Getting `GetOrCreateShard: failed to get ShardID` in temporal-history, and Deadline Exceeded

We today got a bunch of GetOrCreateShard: failed to get ShardID in logs in temporal-history (and by “bunch”, I mean around 40 thousands of these errors) and at the same time, we could not create new workflows and got Deadline Exceeded on temporal client.

We are using temporal 1.18. We use 512 shards. (That might be too much as we get just a few workers so far, as it’s a testing environment, but, eh. It was the default.)

Exactly what is described here

Context deadline exceeded issue - Community Support - Temporal

error.",“error”:“GetVisibilityTasks operation failed. Select failed.
error.”,“error”:“UpdateShard failed. Failed to start transaction.
error.”,“error”:"GetOrCreateShard: failed to get ShardID 177

We are now trying to figure out what is wrong.

We are using postgres for visibility store, ES for advanced visibility features.

The main question I have - Are those errors caused by ES or by Postgres? I cannot figure that out.

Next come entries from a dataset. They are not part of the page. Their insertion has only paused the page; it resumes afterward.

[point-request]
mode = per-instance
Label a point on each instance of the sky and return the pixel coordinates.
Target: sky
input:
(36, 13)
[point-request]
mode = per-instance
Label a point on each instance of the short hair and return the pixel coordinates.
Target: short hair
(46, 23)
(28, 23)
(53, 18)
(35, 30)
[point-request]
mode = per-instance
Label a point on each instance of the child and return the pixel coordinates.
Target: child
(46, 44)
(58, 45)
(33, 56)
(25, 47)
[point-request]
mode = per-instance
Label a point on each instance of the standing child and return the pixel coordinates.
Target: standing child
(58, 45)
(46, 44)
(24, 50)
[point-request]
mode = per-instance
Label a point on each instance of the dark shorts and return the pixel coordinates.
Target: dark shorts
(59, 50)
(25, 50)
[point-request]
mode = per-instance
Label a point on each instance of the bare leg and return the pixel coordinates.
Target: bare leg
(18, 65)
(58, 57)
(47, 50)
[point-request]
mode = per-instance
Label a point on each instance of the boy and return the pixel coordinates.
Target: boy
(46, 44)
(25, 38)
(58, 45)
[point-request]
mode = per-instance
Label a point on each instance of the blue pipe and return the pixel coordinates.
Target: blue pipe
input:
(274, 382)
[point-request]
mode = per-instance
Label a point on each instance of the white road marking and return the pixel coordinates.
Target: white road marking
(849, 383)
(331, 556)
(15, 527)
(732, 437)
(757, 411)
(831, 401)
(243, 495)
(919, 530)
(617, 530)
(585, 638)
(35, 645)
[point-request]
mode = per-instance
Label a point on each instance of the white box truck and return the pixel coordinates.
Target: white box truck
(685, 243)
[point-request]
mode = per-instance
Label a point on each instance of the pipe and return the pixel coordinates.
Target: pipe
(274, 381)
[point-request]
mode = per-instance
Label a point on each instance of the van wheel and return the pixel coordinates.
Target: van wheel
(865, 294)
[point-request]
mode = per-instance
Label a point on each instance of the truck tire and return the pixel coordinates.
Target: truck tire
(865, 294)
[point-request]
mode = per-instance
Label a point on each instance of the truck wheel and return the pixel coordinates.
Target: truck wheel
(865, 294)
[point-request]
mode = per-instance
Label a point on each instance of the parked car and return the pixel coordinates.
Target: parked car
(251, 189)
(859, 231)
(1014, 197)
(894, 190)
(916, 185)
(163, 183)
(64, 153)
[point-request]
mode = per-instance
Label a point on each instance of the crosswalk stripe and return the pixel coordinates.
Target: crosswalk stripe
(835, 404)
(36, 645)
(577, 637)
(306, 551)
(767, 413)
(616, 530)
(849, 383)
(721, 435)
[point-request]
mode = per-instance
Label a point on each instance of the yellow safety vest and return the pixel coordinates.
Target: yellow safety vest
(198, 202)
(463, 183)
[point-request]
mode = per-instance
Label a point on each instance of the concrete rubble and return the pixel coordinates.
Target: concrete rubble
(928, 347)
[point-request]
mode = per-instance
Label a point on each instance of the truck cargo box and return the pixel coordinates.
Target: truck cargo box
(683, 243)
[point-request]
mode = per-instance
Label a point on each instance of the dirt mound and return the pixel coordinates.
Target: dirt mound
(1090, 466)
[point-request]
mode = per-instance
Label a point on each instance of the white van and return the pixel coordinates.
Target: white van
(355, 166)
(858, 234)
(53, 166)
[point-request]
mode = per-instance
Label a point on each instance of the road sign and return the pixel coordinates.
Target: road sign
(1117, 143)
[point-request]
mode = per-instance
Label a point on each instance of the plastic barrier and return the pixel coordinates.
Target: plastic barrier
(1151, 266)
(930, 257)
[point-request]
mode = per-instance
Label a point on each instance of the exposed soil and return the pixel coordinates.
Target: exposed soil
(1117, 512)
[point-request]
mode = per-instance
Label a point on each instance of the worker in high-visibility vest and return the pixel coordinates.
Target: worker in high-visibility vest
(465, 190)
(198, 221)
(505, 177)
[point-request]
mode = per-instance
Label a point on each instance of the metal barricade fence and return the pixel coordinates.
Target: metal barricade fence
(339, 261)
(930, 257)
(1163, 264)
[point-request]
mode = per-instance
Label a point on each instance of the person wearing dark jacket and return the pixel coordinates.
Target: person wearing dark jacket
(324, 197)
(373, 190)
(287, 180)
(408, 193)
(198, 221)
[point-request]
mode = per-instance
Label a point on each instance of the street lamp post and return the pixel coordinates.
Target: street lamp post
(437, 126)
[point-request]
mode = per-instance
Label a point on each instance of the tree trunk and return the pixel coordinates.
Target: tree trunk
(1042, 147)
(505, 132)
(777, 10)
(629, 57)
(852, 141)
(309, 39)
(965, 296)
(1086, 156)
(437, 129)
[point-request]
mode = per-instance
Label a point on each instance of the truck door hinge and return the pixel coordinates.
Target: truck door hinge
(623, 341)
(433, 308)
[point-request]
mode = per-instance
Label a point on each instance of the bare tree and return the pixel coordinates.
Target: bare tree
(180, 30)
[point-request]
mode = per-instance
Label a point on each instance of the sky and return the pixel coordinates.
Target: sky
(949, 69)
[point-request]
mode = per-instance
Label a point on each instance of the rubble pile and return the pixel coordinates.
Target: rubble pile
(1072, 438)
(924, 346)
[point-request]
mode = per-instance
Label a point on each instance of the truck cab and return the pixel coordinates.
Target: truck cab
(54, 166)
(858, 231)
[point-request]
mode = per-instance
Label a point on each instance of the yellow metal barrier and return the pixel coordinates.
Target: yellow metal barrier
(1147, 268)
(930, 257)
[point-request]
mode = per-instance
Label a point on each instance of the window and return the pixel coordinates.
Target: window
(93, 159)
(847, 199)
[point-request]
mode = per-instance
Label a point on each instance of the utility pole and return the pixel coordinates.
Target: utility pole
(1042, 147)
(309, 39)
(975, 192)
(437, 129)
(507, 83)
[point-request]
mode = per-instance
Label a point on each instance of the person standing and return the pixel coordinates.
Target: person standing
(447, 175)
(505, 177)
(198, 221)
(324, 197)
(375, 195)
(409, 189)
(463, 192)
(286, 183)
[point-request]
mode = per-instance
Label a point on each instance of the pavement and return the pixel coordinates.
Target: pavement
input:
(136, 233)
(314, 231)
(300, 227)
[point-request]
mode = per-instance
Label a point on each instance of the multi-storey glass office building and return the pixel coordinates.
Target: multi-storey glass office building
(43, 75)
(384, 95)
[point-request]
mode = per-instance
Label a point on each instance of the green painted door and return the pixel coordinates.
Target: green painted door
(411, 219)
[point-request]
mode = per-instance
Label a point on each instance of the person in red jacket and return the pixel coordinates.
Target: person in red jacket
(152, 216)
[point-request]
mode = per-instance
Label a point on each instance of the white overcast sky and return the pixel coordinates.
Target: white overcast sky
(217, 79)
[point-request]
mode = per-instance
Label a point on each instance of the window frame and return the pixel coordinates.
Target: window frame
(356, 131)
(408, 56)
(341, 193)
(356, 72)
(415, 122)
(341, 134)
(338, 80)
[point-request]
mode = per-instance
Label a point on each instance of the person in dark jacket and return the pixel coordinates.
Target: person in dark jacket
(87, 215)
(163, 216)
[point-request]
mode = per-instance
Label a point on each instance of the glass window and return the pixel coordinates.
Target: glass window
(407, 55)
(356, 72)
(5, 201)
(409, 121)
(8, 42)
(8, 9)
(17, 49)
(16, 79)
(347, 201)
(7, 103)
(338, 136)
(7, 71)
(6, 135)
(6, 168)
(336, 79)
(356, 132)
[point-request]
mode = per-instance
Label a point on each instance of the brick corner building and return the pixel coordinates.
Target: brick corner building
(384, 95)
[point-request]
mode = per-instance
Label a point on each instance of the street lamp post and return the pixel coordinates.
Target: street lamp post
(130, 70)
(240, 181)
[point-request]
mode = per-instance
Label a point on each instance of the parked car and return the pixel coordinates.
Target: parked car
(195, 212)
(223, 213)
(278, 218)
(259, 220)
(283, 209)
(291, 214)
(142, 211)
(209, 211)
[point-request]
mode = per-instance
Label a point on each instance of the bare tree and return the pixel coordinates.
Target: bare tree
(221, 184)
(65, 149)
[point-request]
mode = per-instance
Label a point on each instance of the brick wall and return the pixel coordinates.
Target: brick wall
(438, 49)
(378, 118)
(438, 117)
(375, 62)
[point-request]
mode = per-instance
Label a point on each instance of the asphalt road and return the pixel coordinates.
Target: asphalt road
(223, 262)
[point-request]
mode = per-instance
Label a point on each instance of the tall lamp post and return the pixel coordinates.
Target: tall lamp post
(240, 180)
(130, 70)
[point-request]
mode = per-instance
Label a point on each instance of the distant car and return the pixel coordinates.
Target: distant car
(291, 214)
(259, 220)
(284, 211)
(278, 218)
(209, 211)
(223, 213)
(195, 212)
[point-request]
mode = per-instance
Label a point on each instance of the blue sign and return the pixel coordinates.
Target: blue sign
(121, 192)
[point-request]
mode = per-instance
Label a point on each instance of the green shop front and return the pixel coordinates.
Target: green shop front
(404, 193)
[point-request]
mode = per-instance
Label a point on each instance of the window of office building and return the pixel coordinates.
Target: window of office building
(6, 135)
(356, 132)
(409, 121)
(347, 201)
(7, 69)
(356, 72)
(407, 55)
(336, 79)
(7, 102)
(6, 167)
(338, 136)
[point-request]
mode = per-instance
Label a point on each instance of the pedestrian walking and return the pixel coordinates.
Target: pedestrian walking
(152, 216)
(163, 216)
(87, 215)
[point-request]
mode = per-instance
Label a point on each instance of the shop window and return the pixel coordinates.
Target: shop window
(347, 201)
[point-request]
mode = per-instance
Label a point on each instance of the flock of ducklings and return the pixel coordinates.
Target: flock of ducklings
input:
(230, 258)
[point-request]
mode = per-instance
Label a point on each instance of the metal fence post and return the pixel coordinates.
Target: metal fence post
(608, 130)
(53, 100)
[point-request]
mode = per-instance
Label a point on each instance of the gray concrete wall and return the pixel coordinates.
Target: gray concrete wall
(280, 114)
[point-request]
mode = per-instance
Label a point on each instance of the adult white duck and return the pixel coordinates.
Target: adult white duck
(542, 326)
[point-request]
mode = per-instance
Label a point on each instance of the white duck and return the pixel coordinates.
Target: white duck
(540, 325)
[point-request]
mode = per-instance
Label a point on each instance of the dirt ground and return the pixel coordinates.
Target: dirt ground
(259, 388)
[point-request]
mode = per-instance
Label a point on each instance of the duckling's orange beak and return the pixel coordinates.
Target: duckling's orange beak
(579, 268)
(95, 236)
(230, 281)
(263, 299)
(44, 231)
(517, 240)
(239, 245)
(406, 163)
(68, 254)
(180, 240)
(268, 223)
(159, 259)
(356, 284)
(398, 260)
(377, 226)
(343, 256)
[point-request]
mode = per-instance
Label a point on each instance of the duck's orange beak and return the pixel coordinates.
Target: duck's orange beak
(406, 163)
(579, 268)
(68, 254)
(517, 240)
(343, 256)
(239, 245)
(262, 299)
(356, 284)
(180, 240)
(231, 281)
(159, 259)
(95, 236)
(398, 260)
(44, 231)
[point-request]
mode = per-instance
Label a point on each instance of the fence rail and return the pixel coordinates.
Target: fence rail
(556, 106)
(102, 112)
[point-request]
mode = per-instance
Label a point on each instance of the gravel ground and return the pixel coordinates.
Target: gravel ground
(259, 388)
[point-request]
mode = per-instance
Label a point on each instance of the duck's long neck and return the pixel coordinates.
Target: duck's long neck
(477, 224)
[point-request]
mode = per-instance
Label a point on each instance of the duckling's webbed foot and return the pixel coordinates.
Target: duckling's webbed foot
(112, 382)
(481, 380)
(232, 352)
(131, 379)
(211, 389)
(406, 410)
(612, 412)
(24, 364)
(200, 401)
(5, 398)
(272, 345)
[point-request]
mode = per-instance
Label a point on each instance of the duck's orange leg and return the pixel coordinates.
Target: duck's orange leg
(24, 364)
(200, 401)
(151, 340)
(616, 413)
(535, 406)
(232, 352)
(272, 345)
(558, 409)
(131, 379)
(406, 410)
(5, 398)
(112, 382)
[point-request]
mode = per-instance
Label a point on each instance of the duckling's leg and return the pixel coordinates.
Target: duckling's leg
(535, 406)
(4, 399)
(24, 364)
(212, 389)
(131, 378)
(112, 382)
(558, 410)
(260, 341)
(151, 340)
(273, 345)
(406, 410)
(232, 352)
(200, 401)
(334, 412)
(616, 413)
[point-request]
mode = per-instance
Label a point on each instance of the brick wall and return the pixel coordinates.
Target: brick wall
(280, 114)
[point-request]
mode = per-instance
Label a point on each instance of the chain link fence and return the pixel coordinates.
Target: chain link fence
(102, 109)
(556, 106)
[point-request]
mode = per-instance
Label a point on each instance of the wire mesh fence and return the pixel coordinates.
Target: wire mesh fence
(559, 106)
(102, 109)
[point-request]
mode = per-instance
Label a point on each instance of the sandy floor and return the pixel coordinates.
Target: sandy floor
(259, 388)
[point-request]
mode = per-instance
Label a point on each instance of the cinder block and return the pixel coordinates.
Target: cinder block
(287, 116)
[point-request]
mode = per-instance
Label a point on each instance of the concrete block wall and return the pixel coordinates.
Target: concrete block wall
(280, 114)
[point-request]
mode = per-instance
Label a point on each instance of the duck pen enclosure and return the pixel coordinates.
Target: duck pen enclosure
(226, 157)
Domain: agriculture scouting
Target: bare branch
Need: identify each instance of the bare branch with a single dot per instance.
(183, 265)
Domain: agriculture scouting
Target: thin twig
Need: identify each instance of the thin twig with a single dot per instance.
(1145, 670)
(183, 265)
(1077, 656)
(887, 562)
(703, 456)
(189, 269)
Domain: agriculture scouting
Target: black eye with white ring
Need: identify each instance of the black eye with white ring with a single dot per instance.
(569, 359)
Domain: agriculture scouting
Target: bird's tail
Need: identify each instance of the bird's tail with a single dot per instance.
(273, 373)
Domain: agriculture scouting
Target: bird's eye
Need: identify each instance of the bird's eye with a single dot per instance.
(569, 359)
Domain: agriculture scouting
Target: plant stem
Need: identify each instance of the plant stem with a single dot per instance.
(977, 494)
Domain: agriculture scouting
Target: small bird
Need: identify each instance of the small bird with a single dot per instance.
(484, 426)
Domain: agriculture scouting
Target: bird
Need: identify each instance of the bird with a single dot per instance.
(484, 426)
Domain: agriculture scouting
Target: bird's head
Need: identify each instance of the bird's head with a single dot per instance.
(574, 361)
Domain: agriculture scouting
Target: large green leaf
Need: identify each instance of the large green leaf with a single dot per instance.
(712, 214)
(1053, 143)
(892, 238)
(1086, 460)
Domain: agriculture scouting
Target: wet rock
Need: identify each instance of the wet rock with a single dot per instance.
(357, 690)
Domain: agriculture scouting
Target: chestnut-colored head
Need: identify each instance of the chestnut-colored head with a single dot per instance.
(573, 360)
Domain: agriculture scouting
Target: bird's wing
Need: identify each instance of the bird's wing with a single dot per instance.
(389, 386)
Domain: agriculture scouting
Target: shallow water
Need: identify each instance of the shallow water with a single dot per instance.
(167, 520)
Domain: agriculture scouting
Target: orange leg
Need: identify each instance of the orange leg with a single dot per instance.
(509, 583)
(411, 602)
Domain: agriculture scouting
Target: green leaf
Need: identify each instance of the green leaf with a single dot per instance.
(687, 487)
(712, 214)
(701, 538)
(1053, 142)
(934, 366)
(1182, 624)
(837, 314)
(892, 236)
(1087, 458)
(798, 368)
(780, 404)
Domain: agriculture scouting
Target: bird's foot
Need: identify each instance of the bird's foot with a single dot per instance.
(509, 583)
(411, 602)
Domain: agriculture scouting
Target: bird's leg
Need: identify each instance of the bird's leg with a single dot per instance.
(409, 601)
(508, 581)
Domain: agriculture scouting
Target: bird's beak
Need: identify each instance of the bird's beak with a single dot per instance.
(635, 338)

Ah, by looking at logs of elasticsearch, they are in some weird half-broken state.

So for anyone else looking at this - it was caused by elasticsearch

Looking more into it

It was definitely caused by Helm chart. We are using this helm chart

temporalio/helm-charts: Temporal Helm charts (github.com)

Which has this written there:

The only portions of the helm chart that are production ready are the parts that configure and manage Temporal Server itself—not Cassandra, Elasticsearch, Prometheus, or Grafana.

But we were using the ES created by the Temporal helm chart. And looking at the other cases of this error, people were also using Helm charts, so it is 100% something with that. We will be moving out of the Temporal helm-chart-made ES.

Just replying to my own old thread.

It was just caused by ElasticSearch running out of memory, probably.

We (hopefully) fixed it by giving it more memory and setting the replicas better.

@karelbilek We are also facing the same issue, Can you please elaborate a little moe on how you resolved this issue. We are running temporal on self managed clusters. We are also using Elastic search created by our helm charts.
Thanks !

Unfortunately I don’t remember, as I don’t work there anymore.

We solved it by setting up a separate ElasticSearch k8s clusters that were more “beefy” - with more memory, and more than one replica.

I remember by FAR the most costy thing of all our kubernetes - by memory at least, but I think by other means - was then ElasticSearch of Temporal. It out-costed the entire rest of the application.

(We were thinking about moving out of ElasticSearch Advanced Visibility and moving to the Postgres one, but we never figured all that out, as it was not yet ready in May 2023.)

1 Like